Après deux mois de lutte, l'octogénaire qui avait avalé son dentier en août dernier est mort dans la nuit de vendredi à samedi. Au micro d'Europe 1, son fils exprime sa colère.

TÉMOIGNAGE EUROPE 1

"Je suis prêt à tout, car je n'accepte pas ce qui s'est passé". Jean-Jacques Marissael ne décolère toujours pas. En août dernier, son père, un agriculteur à la retraite avale par mégarde son dentier. Suite à un mauvais diagnostic, il garde l'objet six jours dans la gorge avant d'être hospitalisé d'urgence puis interné à l'hôpital maritime de Zuydcoote. Après avoir perdu près de 35 kilos et deux mois de lutte, l'homme de 85 ans est décédé le week-end dernier.

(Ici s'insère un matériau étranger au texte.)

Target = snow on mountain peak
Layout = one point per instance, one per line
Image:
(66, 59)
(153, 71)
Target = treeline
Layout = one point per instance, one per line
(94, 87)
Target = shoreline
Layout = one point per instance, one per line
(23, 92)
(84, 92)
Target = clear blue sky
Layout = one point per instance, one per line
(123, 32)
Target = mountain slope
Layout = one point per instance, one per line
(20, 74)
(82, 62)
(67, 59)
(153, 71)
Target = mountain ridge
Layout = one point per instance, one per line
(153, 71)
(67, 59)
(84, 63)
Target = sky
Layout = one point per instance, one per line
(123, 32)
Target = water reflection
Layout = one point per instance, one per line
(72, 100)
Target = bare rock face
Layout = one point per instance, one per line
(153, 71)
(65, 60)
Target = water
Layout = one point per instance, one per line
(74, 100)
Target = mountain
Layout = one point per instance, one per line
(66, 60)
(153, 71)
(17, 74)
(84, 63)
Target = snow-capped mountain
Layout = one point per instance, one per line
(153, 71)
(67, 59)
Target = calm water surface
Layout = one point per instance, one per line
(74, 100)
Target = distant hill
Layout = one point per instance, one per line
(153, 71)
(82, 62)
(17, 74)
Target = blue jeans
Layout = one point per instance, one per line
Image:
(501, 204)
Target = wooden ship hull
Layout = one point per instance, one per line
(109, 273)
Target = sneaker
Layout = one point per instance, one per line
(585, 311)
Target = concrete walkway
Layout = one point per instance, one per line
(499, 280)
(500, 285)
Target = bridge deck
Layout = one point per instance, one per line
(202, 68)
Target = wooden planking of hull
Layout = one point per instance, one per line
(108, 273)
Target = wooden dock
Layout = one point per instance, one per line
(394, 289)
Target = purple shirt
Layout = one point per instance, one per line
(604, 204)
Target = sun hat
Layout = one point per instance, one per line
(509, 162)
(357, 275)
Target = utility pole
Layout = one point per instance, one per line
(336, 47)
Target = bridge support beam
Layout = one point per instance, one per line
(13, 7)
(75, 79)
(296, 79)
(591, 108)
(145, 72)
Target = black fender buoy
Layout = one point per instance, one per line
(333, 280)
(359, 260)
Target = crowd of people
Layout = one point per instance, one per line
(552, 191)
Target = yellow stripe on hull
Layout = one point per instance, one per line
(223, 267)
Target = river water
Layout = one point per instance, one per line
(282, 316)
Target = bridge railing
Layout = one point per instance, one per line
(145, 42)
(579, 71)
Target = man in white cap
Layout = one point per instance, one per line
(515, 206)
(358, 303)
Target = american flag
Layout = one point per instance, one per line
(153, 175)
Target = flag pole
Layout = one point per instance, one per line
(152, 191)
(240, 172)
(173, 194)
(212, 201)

"On souriait devant nous". "Je suis remonté, je suis hors de moi". La voix tremblante de colère, Jean-Jacques Marissael ne parvient toujours pas à comprendre les mauvais diagnostics des médecins. "Jamais, on ne nous a écoutés quand il disait qu'il fallait faire la radio de la gorge parce qu'il avait avalé son appareil", raconte-t-il au micro d'Europe 1. Pointant le manque d'écoute du personnel hospitalier, il ajoute : "On souriait devant nous, l'air de dire, "ce n'est pas ça". 

"On lui donnait de l'eau dans une cuillère à café". "Papa est arrivé à l'hôpital pour un simple dentier avalé, il en ressort deux mois plus tard les pieds en avant", lâche le fils de l'octogénaire décédé. "Le terme est fort, mais c'est comme ça", tempête-t-il. L'homme explique que le retraité ne pouvait plus s'alimenter, ni même boire : "On a essayé de lui donner une cuillère à café d'eau : ça n'est pas passé", se souvient-il. "C'est atroce et souffrir parce qu'on ne vous a pas écouté, j'ai beaucoup de difficulté à le comprendre", poursuit Jean-Jacques Marissael qui compte porter l'affaire en justice pour dénoncer l'incompétence des médecins des hôpitaux de Dunkerque et Cambrai où son père avait été admis.